Кураторы избегают развернутых комментариев, стараясь везде, где можно дать слово самому Эйзенштейну. Благо речь его оказывается не только блистательной, щедрой на неожиданные ассоциации (чего стоит шарж времен войны "Св.Себастьян в военкомате" - надо ли говорить, что героя, который, как и полагается, весь в стрелах, признают годным к службе?), но и очень современной. В эпоху, когда визуальная информация теснит словесную, его рисунки не требуют перевода. Среди графических работ в третьей части выставки, где "Александр Невский" выступает на пару с "Иваном Грозным" - сразу на многих экранах, рядом с "Бредовыми видениями" танцоров без голов, можно увидеть набросок "Проверка человека метелью". Его персонаж, как воздушный гимнаст под куполом цирка, висит, держась одной рукой за кольцо.
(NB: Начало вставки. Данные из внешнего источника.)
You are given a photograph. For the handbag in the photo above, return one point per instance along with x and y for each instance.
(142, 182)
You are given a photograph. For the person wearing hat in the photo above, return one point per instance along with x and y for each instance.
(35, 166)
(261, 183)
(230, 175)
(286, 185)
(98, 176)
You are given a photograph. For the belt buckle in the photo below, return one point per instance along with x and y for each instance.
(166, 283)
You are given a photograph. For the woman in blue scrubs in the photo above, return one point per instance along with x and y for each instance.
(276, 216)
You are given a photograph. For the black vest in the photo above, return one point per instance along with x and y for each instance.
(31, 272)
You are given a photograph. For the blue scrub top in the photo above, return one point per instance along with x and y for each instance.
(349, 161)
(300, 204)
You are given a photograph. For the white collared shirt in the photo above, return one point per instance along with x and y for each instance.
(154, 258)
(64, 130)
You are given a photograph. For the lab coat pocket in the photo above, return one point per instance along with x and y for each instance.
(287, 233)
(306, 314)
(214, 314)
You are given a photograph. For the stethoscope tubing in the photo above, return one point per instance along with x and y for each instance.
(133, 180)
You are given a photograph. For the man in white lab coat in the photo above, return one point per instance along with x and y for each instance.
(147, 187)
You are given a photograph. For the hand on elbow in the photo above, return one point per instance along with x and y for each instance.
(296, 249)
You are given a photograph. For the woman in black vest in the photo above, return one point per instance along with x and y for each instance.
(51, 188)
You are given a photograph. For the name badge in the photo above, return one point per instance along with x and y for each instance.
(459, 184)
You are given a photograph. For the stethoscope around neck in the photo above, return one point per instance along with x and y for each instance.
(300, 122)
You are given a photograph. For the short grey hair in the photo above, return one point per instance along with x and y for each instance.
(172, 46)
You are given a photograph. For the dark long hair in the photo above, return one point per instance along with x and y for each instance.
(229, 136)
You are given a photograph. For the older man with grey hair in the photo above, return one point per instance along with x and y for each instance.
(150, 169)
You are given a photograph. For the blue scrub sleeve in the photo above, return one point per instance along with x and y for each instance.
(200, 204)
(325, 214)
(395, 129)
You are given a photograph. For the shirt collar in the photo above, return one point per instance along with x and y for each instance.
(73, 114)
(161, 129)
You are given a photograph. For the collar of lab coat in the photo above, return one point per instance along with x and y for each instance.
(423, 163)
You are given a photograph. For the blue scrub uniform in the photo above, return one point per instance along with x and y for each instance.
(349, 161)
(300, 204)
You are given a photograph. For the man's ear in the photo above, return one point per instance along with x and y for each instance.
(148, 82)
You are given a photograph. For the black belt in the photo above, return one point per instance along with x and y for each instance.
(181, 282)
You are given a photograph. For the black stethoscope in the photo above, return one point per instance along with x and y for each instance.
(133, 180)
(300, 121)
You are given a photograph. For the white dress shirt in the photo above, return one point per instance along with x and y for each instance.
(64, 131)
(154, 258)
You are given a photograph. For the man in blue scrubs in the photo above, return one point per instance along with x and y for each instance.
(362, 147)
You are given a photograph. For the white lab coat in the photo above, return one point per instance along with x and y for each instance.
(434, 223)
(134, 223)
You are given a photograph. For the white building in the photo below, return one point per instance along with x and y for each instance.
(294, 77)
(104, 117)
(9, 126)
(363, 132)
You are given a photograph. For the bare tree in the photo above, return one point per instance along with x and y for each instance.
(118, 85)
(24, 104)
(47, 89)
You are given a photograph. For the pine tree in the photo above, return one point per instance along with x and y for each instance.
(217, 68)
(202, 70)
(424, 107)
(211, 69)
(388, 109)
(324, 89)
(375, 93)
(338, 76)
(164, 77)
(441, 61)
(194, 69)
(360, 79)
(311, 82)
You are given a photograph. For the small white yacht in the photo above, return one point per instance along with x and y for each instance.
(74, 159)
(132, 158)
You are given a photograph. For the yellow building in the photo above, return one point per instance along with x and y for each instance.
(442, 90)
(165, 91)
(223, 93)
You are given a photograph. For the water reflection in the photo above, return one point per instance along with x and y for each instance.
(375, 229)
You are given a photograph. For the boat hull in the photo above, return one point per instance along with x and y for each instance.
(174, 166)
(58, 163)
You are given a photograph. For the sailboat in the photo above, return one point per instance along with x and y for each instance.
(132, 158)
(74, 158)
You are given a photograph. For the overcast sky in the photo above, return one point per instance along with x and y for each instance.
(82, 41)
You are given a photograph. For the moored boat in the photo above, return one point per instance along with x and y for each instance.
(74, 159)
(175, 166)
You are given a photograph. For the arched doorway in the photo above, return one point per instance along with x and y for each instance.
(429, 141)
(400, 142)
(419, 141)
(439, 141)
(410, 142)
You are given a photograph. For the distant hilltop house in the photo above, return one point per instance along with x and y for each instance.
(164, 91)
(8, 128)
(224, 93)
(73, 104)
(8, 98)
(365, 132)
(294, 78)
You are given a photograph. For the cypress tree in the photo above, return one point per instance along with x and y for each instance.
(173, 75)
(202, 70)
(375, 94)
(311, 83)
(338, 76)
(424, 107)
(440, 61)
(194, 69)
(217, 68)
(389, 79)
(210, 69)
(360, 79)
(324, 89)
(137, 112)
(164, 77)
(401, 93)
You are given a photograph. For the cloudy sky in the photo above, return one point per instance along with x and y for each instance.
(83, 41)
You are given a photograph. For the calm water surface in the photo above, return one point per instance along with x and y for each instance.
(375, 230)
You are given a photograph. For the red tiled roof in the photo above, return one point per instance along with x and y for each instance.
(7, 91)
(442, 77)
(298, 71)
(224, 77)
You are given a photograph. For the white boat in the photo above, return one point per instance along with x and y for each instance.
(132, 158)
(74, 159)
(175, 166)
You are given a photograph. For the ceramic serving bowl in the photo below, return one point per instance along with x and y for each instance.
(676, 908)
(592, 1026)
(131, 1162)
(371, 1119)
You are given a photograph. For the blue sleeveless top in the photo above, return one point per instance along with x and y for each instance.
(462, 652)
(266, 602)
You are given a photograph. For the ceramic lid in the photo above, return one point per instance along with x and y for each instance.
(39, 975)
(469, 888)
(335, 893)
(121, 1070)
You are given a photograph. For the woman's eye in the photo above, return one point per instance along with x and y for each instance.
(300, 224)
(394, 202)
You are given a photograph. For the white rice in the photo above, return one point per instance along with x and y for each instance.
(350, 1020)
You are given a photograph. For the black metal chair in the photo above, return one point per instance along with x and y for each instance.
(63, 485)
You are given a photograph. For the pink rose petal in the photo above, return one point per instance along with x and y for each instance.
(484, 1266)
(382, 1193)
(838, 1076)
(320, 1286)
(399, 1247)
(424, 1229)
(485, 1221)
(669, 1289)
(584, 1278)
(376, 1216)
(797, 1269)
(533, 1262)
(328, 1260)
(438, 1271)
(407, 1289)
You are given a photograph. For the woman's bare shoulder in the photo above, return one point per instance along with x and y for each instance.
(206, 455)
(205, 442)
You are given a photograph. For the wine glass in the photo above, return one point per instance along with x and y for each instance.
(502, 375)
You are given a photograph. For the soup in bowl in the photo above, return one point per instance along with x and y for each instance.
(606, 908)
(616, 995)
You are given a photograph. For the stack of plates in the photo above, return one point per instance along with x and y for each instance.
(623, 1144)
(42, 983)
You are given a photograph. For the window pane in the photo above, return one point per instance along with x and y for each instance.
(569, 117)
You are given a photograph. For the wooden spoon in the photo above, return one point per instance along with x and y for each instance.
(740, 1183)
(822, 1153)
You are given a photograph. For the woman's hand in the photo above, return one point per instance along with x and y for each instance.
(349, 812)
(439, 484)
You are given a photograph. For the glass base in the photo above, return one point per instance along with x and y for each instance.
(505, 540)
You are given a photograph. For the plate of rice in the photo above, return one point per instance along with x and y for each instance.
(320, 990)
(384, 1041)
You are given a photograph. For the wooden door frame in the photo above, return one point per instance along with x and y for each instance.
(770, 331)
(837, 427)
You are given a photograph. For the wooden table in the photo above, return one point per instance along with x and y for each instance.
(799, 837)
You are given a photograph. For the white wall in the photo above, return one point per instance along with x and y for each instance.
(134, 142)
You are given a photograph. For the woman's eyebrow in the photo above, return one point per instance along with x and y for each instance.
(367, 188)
Но вместо арены и зрителей - вкруг него вихри метели, в которой ни зги не видно.
Автобиографический характер рисунка почти не вызывает сомнений. Достаточно посмотреть на кадры из "Александра Невского", рядом с которыми - раритетные снимки из оперы Вагнера "Валькирия". Ее в 1940-м Эйзенштейн ставил в Большом театре. Дело даже не в том, что снимки проявляют "оперную", условную природу фильма. Опера и фильм сообщают о прямо противоположных политических контекстах. "Александр Невский", за который режиссер получил Сталинскую премию, был изъят из проката после пакта Молотова-Риббентропа 1939 года. А в знак дружбы с Германией на сцене Большого срочно поставили оперу Вагнера, столь любимого Гитлером… Война вернет "Невского" на экраны страны. А Эйзенштейн в итоге неожиданно получит шанс поработать с цветом - мрачный танец в сцене пира и убийства во второй части "Ивана Грозного" снят на трофейную немецкую цветную пленку. И вихревое движение в этом эпизоде вдруг напомнит о рисунке, где вкруг висящего на волоске альтер эго автора кружит-вертит метель. То ли как акробата в цирке, то ли как ребенка в прятках, то ли как обреченного князя в "Иване Грозном"... Эйзенштейн знал, что рисовал, когда набрасывал этот фантасмагорический сюжет.